Friday, June 11, 2010

New scientific discovery: The Moon IS made of green cheese

AP - Stockholm. Sources indicate that what was formerly thought of as a "fairy tale" is in fact, true--the moon IS made of green cheese. Scientists have gathered from around the world to attend the We Were Wrong Symposium in Stockholm this week.
"This definitely puts global warming on the back burner," said one scientist. "It changes our entire concept of the universe."
Former astronaut, Neil Armstrong could not be reached for comment, but another unidentified NASA official stated that, "We always believed that the stuff on the moon was crushed rock. Now after further review, it seems that it is in fact, mold."
The powdery substance has long puzzled scientists, but now new information is coming forward after many long years of scientific drought. "You see, the moon is hot on one side, and the other side is a refrigerator," said one NASA official, "perfect conditions for mold to get a hand hold."
Senator Barbara Boxer of California chimed in, "There are doubters, but most of those people don't believe in fairy tales either. I bet they don't even believe the Goldilocks story actually happened." She declined further comment on the issue.
A significant segment of the scientific community, however, doubts the findings. "There are many of these supposed 'scientists'," Yale professor Stewart Pacman said, "who have invested in moon mining companies and other related firms.
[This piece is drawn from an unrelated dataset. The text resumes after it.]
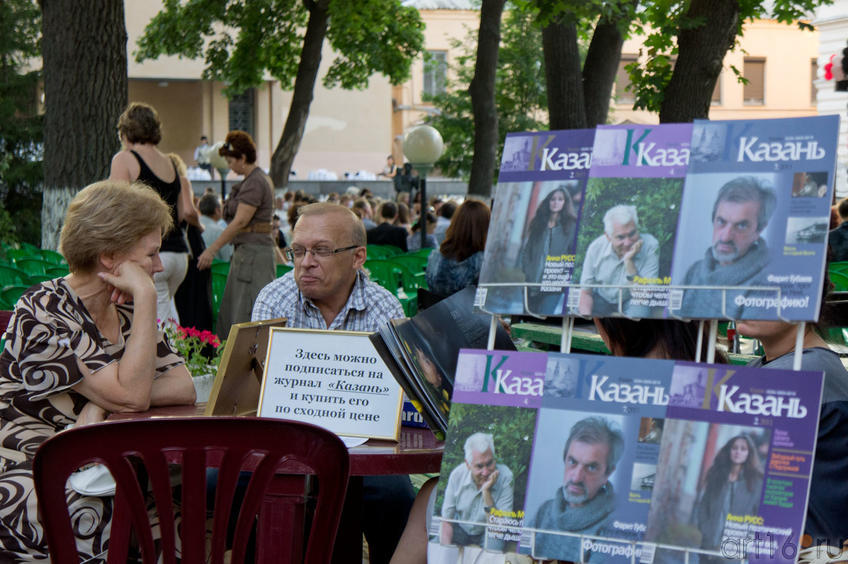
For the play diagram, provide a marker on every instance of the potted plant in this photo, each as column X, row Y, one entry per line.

Funny how these are the same ones who insist that the moon is made of green cheese."
Said another, "Despite the overwhelming evidence to the contrary, our government is going forward with taking steps to mine the moon for cheese. Incredibly stupid, I would think, especially considering those fraudulent e-mails on the matter."
And what about those "fraudulent e-mails"?
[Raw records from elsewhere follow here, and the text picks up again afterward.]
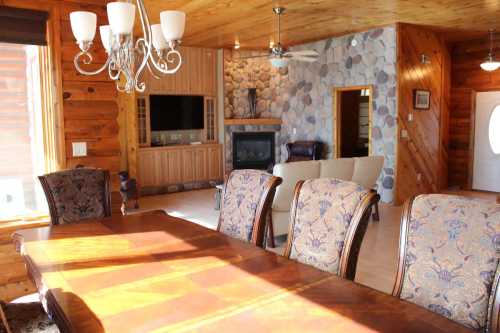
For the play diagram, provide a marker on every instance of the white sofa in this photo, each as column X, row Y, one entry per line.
column 362, row 170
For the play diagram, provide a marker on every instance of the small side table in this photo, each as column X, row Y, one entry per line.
column 218, row 195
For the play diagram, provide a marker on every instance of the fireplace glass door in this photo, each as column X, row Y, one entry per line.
column 253, row 150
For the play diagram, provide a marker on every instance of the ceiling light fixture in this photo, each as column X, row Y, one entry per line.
column 118, row 41
column 490, row 63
It seems that a couple of "green cheese" advocates were caught sending e-mails about trying to fabricate evidence when their science was unable to prove their green cheese theory. Our research has found that scientists Robert Fullerbrush and Dick Amway who wrote the e-mails in question are both heavily invested in "Green Cheese Technologies", a firm devoted to the creation of space mining equipment.
Said Pacman, "They've sold us a bill of goods. Too bad nothing will come of it, but a broken economy."